Now 22 years old and a rookie with the Phoenix Suns, he is strong enough to admit it. Maybe not in those exact words, but he says with remarkable honesty and maturity that he once tried to run away from being the son of Darryl Strawberry.
D.J. remembers the instance. He was in high school, turned on the television and saw his father in trouble.
Again.
He did not identify the particular transgression. How could he? His father’s rap sheet is long. Cocaine abuse, a solicitation of prostitution charge, numerous arrests, domestic violence, tax evasion, failure to pay child support, the times he went AWOL, and even public talk of suicide. It’s a tragically sad tale about one of the biggest stars of his generation, and it made people everywhere shake their heads in disbelief.
Now imagine how his son felt.
“I never wanted to deal with it,” D.J. said quietly at his locker before a recent Suns game. “I didn’t want to go to school the next day. I just wanted to avoid it. I wanted it to go away.
“Everybody knows who you are. You kind of just want to mellow out for a couple of days, lay low to let me get my feelings all together, then go back.”
Living in the shadow of his father’s problems “made me grow up faster,” he said. “I think it made me a better person. I just think it made me more humble and more laid-back than most people are.”
D.J. used to play baseball, too. He even was an outfielder, just like his old man. But during his sophomore year of high school — at the peak of his father’s problems — he quit baseball. Basketball, and only basketball, would be D.J.’s sport.
“I played a different sport,” he said, “to create my own identity and create a name for myself.”
He doesn’t regret that decision. Basketball has served him well.
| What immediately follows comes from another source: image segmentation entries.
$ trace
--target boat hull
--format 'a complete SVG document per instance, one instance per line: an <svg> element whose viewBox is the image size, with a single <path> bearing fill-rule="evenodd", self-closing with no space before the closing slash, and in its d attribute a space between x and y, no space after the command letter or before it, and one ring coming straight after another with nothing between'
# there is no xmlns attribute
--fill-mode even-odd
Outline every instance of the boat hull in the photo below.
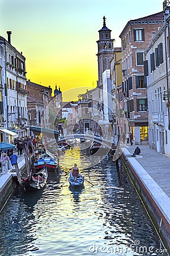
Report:
<svg viewBox="0 0 170 256"><path fill-rule="evenodd" d="M46 184L48 171L44 168L39 172L32 174L31 172L29 177L24 179L23 184L26 191L36 191L42 189Z"/></svg>
<svg viewBox="0 0 170 256"><path fill-rule="evenodd" d="M74 188L79 188L82 187L84 185L84 177L80 174L79 174L77 177L76 181L74 181L72 172L71 172L70 177L69 178L69 182L70 186Z"/></svg>

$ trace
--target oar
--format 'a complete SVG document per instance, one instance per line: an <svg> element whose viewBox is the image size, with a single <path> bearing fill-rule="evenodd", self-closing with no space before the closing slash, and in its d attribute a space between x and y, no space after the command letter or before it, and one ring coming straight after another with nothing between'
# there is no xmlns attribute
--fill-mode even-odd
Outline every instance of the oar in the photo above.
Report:
<svg viewBox="0 0 170 256"><path fill-rule="evenodd" d="M94 185L94 184L92 184L91 182L90 182L88 180L86 180L86 179L84 178L84 180L86 180L86 181L88 182L88 183L91 184L92 186Z"/></svg>

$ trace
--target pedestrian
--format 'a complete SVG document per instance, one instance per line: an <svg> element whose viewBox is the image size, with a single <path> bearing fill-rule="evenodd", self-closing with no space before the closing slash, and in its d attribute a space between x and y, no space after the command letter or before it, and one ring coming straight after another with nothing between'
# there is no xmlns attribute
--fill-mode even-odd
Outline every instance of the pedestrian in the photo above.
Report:
<svg viewBox="0 0 170 256"><path fill-rule="evenodd" d="M129 133L129 139L130 139L130 145L132 146L133 145L133 135L131 133Z"/></svg>
<svg viewBox="0 0 170 256"><path fill-rule="evenodd" d="M125 140L126 140L126 135L124 134L124 133L122 134L122 139L123 139L124 143L125 143Z"/></svg>
<svg viewBox="0 0 170 256"><path fill-rule="evenodd" d="M76 181L79 175L79 168L77 167L77 164L74 164L74 167L72 168L72 175L74 179L74 182Z"/></svg>
<svg viewBox="0 0 170 256"><path fill-rule="evenodd" d="M126 139L127 141L127 143L129 143L129 134L128 133L126 133Z"/></svg>
<svg viewBox="0 0 170 256"><path fill-rule="evenodd" d="M134 158L136 155L140 155L140 154L141 154L141 149L139 148L138 146L137 146L135 148L135 151L134 151L134 153L131 156Z"/></svg>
It earned him a scholarship to Maryland and a guaranteed 2007-08 contract with the Suns for $427,163.
But D.J. does regret one thing from his teenage years. In retrospect, he believes he should have supported his father instead of running away.
“I dealt with it immaturely,” he said. “But I was young at the time. I think you got to go in and face your problems. He’s my dad. I’m going to love him no matter what. I should have supported him instead of shy away from that.”
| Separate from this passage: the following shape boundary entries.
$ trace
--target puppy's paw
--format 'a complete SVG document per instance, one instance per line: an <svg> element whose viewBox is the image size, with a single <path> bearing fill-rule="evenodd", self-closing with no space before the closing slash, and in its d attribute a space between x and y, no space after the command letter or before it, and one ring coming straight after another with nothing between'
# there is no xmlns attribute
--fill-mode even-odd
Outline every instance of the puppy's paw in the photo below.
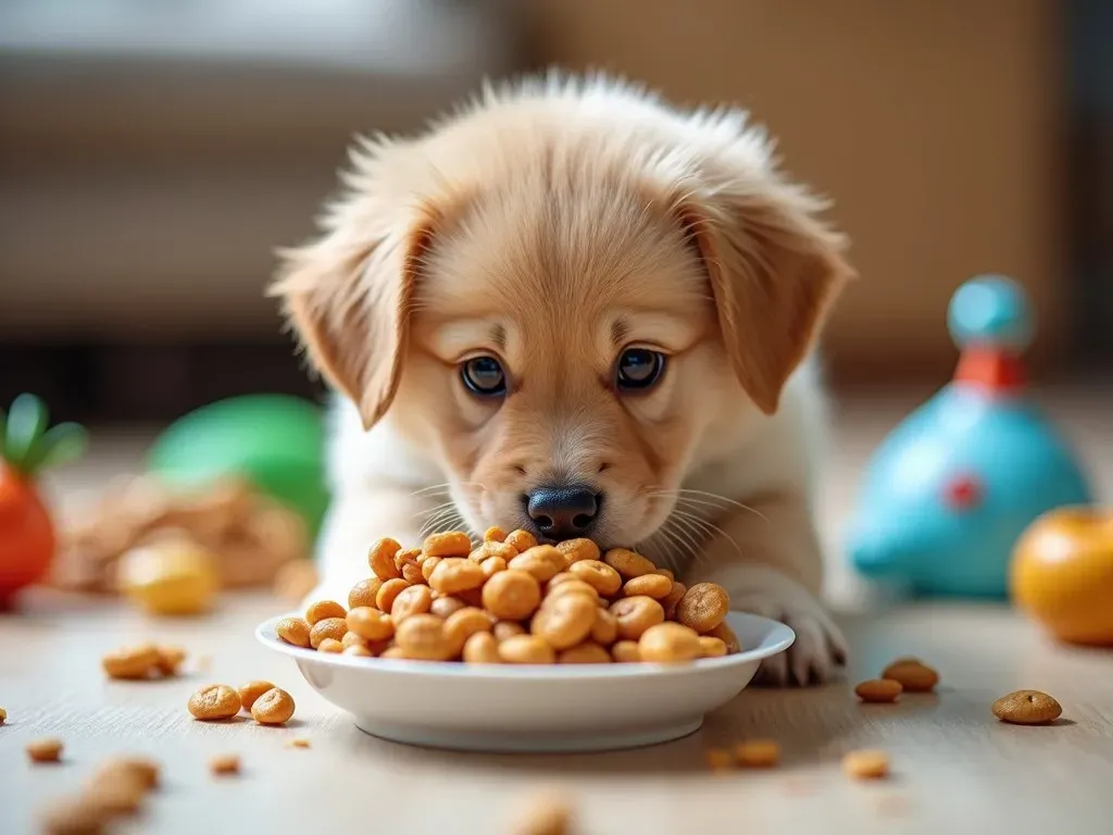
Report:
<svg viewBox="0 0 1113 835"><path fill-rule="evenodd" d="M796 641L786 652L767 658L755 682L768 687L829 681L846 664L846 639L824 606L790 578L770 569L754 569L746 589L731 595L730 608L787 623Z"/></svg>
When that message was relayed to his father a day later, Darryl paused for a second, almost as if he didn’t know what to say. He was on his cell phone, about to fly back to St. Louis, which is where he lives now. He’s been out of jail for nearly five years, time he’s spent righting his life and telling others not to make the same mistakes.
“He was pretty young then and wasn’t aware of my lifestyle — who I was and what I was, and under the media microscope,” Darryl said. “My life had a tremendous effect on my children. I regret a lot of things that happened, and that my kids had to go through it.”
Darryl plans to visit Phoenix later this month to see his son play in the pros for the first time. And D.J. is looking forward to it.
“I’m not a person who holds grudges,” D.J. said. “You can’t really do that. He’s going to love me no matter what. He brought me in this world. You can’t really take that away from him.”